Forget about kittens and puppies—baby seals are the epitome of cuteness. Just look at how furry and helpless they look, and those big black eyes …
Moreover, baby seals have also become a symbol of a fight against animal cruelty as they are hunted for their coats.
Canada, the largest seal hunter in the world, allows more than 300,000 seals to be hunted each year (out of a population of estimated 7.4 million).
But the Canadian Department of Fisheries and Oceans, that oversees seal hunting, calls it a myth that the “Canadian government allows sealers to harvest seal pups.”
“The harvesting of harp seal pups (whitecoats) and hooded seal pups (bluebacks) is illegal in Canada and has been since 1987,” its website states. “The seals that are harvested are self-reliant, independent animals.”
Yet that is a wording on the very edge of the facts. It is true that hunting white-furred baby seals is forbidden. But the website fails to mention that baby harp seals only remain white until about the age of two weeks. Any baby seal older that that can be legally hunted.
Calling such baby seal “self-reliant” and “independent” is also a controversial statement, though technically correct since the mother abandons a baby seal after just 12 days of feeding.

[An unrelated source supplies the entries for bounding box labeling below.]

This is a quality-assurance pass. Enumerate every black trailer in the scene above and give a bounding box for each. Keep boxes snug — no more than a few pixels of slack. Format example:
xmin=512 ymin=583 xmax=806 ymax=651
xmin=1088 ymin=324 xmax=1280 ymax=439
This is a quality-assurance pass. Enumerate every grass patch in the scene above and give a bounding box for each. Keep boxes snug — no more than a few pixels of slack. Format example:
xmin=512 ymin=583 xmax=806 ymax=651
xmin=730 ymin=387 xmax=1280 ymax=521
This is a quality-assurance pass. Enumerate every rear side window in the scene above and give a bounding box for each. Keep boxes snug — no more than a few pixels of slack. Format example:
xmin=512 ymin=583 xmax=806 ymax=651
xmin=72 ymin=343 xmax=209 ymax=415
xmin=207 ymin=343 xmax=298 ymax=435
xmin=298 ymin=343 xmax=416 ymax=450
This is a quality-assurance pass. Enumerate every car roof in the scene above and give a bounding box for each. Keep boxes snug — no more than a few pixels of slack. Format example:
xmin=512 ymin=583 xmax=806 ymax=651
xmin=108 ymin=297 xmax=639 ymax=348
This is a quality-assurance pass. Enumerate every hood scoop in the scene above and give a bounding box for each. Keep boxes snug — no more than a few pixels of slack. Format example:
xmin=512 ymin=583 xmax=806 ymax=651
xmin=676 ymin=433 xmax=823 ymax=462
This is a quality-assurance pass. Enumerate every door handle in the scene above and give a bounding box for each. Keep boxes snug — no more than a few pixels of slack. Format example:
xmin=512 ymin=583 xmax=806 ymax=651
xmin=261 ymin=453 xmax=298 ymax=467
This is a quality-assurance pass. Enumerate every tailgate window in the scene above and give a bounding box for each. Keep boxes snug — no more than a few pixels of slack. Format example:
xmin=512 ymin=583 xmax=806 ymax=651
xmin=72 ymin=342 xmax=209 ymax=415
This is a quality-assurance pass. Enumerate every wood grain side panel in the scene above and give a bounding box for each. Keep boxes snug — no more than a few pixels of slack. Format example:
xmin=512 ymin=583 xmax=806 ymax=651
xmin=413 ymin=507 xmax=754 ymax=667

Yet baby seals older than 12 days are undeniably still puppies and so, yes, Canadian government allows sealers to kill seal pups.
To be sure, after decades of debates and counter measures, it seems baby seals are not hunted in a way any more cruel then other animals, meaning most are killed swiftly.
Still, killing a baby animal however “humanely” is for many simply inconceivable. Some wouldn’t eat lamb meat for the same reason. Though fewer seem concerned about eating chicken—technically still babies when slaughtered at the age of 5 to 14 weeks.